Ex-Uber Technologies Inc. Chief Executive Officer Travis Kalanick said the lawsuit brought by venture-capital firm Benchmark seeking his ouster from the company’s board should be heard in private arbitration.
In a letter Monday to a Delaware judge, an attorney for Kalanick said Benchmark’s claims are subject to a mandatory arbitration provision contained in the voting agreement that is the focus of the suit. Forcing the suit into arbitration would likely keep details of the claims out of the public spotlight and may also enable Kalanick to present evidence that might otherwise be barred at a trial.
Benchmark last week sued the ride-hailing company’s co-founder in state court in Delaware, saying he duped the firm into allowing him to fill three board seats. The suit escalated a simmering feud between Kalanick and Benchmark, one of Uber’s early investors which holds a 13 percent stake. Benchmark Partner Bill Gurley led an effort to oust Kalanick as CEO in June.
Kalanick’s lawyer said in the letter that he plans to file documents opposing Benchmark’s request to expedite its lawsuit and will also submit a request to dismiss the case or stay it in favor of arbitration.
Kalanick criticized Benchmark in an emailed statement on Monday, saying he was “disappointed and baffled by Benchmark’s hostile actions, which clearly are not in the best interests of Uber and its employees on whose behalf they claim to be acting.” He vowed to continue to work “tirelessly” with the company’s board to identify and hire the next CEO.
Reema Bahnasy, a spokeswoman for Benchmark with the Hatch Agency, didn’t immediately return a call Monday about the arbitration request. Matt Kallman, an Uber spokesman, didn’t immediately return an email seeking comment.
Benchmark wrote a letter addressed to Uber’s employees on Monday, explaining the venture capital firm’s decision to sue Kalanick. In the letter, Benchmark said that Kalanick had failed to honor his agreement to modify the company’s voting agreement giving the board more control over the addition of new directors.
Kalanick resigned in June after a series of controversies, including allegations of sexual harassment by his employees and the use of software designed to bypass regulators.
Benchmark told employees that a private report prepared by former U.S. Attorney General Eric Holder for the company’s board of directors was damning, writing that “hard-hitting would be an understatement.” The venture capital firm also criticized Kalanick’s failure to appoint a chief financial officer.
“Uber has operated without one for over two years now,” the firm wrote. “This cannot be justified, given the scale and complexity of the business, and is symptomatic of the broader problems with past management practices.”
Benchmark has had to strike a tricky balance between putting pressure on Kalanick, who has significant voting power at Uber, and maintaining the firm’s reputation with startup founders with whom the firm might one day want to invest.

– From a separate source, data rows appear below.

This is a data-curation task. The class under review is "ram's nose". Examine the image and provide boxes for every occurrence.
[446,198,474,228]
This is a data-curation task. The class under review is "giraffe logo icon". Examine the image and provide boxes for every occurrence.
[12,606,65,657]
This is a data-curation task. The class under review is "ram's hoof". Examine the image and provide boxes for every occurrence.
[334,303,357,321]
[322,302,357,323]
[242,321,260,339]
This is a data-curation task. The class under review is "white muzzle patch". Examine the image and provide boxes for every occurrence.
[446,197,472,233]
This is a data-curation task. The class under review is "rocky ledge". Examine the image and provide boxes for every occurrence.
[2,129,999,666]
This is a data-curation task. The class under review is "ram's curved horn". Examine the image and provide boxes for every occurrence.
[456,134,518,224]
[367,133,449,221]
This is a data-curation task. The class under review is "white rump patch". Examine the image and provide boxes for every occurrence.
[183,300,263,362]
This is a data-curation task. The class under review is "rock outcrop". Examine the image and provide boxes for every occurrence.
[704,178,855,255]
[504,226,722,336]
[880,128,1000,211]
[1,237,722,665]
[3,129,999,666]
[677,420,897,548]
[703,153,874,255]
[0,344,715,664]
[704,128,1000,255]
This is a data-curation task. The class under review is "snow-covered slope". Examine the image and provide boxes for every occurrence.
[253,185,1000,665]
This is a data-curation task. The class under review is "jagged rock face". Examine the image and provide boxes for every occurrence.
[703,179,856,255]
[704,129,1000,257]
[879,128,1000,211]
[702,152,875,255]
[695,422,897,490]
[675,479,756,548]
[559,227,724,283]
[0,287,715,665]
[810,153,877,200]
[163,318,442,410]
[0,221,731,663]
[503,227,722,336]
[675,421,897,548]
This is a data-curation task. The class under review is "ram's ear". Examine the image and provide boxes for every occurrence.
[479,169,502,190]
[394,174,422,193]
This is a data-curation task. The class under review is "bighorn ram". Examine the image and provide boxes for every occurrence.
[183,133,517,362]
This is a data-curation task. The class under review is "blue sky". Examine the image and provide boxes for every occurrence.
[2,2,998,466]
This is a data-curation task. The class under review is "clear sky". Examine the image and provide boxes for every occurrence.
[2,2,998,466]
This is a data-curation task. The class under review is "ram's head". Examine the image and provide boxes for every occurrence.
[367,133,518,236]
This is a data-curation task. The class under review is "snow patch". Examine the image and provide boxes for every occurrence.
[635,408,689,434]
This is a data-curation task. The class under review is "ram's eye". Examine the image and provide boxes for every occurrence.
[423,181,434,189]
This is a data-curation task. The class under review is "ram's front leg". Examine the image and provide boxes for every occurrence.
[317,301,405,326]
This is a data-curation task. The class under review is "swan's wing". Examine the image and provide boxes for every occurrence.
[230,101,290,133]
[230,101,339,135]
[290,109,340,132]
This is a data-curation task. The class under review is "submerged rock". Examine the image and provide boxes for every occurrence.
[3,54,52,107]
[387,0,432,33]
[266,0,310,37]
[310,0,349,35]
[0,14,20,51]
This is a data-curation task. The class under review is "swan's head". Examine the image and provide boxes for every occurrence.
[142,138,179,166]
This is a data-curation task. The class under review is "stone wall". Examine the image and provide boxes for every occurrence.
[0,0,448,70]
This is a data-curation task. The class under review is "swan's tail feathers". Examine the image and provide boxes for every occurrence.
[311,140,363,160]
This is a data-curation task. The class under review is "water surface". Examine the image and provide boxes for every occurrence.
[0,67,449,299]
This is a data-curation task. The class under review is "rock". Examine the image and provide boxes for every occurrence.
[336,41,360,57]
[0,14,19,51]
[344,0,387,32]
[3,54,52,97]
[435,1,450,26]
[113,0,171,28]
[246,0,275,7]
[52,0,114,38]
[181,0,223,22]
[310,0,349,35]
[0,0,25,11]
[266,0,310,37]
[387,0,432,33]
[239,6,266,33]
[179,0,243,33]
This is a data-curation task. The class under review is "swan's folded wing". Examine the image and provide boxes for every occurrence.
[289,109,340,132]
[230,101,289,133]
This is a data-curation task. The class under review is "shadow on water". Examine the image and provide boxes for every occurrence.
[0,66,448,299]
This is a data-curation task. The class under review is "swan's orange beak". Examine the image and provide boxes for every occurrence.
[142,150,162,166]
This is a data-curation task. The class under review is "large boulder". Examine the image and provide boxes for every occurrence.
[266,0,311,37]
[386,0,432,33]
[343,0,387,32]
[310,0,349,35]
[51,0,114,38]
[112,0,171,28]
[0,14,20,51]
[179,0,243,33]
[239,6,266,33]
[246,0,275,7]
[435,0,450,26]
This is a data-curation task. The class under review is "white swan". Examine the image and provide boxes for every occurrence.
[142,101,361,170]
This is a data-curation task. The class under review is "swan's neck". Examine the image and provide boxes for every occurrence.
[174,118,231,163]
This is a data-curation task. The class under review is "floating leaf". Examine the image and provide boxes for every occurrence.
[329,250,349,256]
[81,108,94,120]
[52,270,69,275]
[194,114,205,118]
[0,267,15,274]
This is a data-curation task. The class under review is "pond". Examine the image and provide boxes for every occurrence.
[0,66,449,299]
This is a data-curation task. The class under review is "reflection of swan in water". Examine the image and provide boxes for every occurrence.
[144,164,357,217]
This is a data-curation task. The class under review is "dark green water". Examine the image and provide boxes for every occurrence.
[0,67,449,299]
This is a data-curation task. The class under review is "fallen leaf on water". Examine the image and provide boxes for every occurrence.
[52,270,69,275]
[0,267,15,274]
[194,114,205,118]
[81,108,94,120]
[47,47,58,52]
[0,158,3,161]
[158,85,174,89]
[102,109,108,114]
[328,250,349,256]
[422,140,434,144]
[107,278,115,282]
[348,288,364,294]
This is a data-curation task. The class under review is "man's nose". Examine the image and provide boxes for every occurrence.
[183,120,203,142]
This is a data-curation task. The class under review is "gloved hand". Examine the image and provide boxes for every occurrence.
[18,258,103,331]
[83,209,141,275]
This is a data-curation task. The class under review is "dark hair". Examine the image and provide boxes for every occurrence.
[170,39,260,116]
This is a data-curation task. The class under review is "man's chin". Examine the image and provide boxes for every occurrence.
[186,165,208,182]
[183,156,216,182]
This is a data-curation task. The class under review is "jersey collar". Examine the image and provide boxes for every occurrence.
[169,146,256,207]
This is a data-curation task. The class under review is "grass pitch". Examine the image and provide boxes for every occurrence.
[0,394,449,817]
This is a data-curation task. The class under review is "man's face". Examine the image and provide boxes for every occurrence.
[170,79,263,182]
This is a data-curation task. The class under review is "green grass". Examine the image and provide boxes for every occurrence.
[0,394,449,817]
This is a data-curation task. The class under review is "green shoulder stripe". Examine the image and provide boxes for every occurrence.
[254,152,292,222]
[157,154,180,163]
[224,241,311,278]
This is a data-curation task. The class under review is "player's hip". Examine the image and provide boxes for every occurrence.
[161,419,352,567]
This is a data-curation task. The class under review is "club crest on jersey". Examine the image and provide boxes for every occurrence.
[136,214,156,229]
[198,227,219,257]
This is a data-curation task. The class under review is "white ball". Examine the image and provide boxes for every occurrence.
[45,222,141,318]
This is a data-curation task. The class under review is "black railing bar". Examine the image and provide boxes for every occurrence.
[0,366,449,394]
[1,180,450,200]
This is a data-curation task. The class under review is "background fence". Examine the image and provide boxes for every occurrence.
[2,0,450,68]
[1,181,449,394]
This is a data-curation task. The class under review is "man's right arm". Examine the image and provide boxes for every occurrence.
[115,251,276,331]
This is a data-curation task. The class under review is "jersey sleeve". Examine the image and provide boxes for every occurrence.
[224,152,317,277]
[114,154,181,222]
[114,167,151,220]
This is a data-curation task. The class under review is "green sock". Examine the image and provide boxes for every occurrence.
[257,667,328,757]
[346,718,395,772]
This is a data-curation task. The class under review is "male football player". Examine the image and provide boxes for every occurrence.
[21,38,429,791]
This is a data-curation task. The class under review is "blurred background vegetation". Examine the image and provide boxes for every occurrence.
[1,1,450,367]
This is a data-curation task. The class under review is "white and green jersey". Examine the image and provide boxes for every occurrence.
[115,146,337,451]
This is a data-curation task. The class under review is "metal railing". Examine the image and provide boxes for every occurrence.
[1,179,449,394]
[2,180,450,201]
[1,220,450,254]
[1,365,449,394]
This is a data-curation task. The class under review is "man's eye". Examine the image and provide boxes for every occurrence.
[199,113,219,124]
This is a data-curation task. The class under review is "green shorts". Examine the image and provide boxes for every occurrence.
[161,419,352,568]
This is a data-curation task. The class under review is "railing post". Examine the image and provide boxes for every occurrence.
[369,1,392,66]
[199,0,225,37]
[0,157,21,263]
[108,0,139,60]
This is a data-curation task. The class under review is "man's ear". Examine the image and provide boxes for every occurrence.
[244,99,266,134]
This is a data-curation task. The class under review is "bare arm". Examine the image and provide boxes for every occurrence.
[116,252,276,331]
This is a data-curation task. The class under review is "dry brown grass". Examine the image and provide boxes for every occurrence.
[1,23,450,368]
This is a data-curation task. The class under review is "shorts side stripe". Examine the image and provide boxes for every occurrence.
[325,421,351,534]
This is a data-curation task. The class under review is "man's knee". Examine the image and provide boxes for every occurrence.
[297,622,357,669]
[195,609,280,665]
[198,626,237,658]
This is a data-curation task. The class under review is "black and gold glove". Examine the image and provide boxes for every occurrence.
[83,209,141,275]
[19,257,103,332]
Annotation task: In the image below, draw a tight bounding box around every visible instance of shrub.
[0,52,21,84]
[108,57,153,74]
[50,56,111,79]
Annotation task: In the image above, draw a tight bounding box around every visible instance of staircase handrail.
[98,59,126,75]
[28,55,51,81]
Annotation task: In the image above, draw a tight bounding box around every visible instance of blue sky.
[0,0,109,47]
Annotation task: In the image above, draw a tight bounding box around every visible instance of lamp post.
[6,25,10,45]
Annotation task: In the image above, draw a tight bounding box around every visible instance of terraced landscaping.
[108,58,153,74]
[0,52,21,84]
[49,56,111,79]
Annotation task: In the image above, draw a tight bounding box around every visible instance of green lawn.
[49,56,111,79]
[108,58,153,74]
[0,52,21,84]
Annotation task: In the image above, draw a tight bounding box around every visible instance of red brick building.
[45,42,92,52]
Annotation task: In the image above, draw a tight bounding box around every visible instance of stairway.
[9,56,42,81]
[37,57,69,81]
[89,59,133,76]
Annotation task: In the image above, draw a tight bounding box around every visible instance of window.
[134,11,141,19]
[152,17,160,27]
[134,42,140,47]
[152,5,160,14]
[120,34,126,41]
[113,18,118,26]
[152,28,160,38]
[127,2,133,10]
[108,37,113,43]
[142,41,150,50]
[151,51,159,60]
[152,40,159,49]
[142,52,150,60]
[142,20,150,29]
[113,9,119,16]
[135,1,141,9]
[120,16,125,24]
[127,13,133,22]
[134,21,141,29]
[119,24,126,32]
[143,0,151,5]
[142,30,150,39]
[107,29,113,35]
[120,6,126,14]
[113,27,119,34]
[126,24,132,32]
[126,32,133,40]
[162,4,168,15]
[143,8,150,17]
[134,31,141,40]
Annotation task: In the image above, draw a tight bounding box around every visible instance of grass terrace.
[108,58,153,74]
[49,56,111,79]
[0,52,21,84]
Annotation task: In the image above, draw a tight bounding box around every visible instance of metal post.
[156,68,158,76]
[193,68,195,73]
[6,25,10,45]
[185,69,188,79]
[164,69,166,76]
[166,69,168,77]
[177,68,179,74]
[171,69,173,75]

Kalanick’s lawyers also object to Benchmark’s request for a so-called “status quo” order that would temporarily bar the former CEO from filling two open Uber board seats, saying it was “drastic and unwarranted.”
Benchmark contends that allowing Kalanick “to fill the two seats and act as the decisive board vote would seriously damage Uber and its stockholders,” according to court filings
The case is Benchmark Capital Partners VII LP v. Travis Kalanick, CA 2017-0575, Delaware Chancery Court (Wilmington).